Championship math after three rounds
Three races in, the championship is genuinely competitive. Let’s break down where things stand.
Drivers’ Championship#
| Pos | Driver | Points | Wins |
|---|---|---|---|
| 1 | Verstappen | 71 | 2 |
| 2 | Norris | 56 | 1 |
| 3 | Piastri | 41 | 0 |
| 4 | Leclerc | 39 | 0 |
| 5 | Hamilton | 31 | 0 |
Max leads by 15 points.

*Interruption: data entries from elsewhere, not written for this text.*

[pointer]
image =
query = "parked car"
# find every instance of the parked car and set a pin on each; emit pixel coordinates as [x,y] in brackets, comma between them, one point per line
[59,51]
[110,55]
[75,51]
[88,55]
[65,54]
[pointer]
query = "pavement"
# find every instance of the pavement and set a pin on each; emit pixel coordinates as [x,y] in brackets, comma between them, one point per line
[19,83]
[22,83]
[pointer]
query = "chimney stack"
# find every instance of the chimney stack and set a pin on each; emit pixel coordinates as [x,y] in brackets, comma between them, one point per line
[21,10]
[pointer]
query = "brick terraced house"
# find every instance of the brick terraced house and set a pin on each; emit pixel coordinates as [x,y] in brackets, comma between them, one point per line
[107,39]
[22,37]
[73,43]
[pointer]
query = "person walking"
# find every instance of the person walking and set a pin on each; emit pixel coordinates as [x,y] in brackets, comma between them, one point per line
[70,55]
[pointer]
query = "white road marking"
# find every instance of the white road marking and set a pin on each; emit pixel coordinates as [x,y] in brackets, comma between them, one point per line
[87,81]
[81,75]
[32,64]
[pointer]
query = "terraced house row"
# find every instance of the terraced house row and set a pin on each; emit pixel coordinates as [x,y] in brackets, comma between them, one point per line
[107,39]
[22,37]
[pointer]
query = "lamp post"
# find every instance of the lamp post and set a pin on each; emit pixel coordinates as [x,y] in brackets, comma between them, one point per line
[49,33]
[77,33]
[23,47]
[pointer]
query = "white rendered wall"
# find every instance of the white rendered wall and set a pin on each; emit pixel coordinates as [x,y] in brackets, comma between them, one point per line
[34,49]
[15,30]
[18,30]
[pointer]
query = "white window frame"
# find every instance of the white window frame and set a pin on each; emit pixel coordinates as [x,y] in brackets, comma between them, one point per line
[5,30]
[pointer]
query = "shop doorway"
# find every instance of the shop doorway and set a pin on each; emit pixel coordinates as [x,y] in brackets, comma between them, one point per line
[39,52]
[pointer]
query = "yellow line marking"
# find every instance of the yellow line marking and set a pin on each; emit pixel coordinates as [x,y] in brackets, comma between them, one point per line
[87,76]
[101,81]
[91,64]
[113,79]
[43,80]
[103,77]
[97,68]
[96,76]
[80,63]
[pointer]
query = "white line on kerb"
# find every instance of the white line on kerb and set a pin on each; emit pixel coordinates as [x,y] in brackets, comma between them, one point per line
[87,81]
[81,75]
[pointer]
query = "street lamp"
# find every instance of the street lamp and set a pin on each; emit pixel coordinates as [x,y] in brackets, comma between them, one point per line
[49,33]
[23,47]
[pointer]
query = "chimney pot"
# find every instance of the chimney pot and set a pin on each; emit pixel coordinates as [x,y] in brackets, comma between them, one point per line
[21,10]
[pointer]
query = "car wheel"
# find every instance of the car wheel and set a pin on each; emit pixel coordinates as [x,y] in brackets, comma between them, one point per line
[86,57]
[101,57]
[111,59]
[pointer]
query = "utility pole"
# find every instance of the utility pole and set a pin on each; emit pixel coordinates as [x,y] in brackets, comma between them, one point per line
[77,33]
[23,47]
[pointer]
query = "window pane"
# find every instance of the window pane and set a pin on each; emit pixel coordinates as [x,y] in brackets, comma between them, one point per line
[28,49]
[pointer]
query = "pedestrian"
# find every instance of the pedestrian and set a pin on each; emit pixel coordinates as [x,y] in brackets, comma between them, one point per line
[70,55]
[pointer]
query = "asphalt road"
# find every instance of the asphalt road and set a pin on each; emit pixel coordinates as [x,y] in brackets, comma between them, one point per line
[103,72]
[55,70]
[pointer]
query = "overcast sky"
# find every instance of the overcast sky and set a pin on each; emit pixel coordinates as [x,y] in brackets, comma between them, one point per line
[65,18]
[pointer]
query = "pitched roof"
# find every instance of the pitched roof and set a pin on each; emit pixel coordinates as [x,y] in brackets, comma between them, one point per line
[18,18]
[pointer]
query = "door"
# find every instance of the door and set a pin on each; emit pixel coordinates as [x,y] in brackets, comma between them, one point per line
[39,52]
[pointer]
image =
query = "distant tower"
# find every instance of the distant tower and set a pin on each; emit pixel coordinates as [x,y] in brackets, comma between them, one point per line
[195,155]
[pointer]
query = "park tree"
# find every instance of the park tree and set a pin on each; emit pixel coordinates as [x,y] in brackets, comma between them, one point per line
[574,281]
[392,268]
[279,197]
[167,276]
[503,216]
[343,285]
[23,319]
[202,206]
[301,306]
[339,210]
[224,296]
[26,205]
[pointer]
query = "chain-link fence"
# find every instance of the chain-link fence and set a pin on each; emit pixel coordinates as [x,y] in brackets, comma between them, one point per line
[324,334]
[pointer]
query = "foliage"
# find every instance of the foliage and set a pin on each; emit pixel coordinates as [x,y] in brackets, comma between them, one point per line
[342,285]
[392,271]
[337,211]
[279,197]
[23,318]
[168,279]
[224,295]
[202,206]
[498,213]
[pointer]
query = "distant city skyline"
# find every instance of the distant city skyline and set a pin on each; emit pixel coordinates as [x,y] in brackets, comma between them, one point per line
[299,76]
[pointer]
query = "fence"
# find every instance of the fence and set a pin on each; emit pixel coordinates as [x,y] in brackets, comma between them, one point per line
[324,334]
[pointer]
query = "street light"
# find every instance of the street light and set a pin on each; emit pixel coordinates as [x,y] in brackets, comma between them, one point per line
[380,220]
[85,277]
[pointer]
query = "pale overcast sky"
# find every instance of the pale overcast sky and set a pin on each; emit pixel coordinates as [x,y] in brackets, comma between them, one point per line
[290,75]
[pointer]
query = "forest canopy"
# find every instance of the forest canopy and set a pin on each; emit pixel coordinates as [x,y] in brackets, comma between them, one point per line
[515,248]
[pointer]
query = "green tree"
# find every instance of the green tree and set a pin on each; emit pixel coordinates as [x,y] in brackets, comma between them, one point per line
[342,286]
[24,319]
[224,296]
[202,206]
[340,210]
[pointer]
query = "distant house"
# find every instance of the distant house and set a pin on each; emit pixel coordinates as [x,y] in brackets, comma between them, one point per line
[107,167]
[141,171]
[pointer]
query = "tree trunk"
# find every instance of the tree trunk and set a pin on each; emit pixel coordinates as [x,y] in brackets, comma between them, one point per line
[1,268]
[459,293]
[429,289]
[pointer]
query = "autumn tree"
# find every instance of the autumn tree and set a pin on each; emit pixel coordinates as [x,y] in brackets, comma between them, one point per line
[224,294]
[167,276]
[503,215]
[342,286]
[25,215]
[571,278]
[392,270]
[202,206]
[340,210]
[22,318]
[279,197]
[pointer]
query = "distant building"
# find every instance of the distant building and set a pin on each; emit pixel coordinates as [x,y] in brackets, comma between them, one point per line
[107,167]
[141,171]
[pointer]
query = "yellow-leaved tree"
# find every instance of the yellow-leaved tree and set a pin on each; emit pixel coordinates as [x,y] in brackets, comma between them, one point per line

That sounds comfortable until you remember that’s barely more than one DNF away from being level.
What history tells us#
Looking at the last decade of openings:
- 2024: Max led by 18 after three rounds, won the title
- 2023: Max led by 39 after three rounds, won the title
- 2022: Leclerc led Max by 39 after three rounds, lost the title
- 2021: Hamilton led Max by 1 after three rounds, lost the title
- 2020: Bottas led Hamilton by 5 after three rounds, lost the title
The pattern is clear: leading after round three correlates weakly with winning. What matters is consistent points scoring through the middle of the season.
Where the season turns#
Historically the championship gets decided in three windows:
- The European triple-header (Imola–Monaco–Spain) — sets dominant car narrative
- The summer break — development direction either pays off or doesn’t
- The COTA-Mexico-Brazil triple — points-rich and high-stakes
McLaren needs to consistently win or finish ahead of Max at high-downforce circuits to make this competitive. Bahrain and Australia were Red Bull tracks. Imola will tell us if McLaren’s car can work in low-grip conditions, which has historically been a Red Bull weakness.
Constructors#
McLaren leads constructors by 12 points over Red Bull, because Piastri has been more consistent than Tsunoda. If Yuki picks up his pace, that gap closes fast.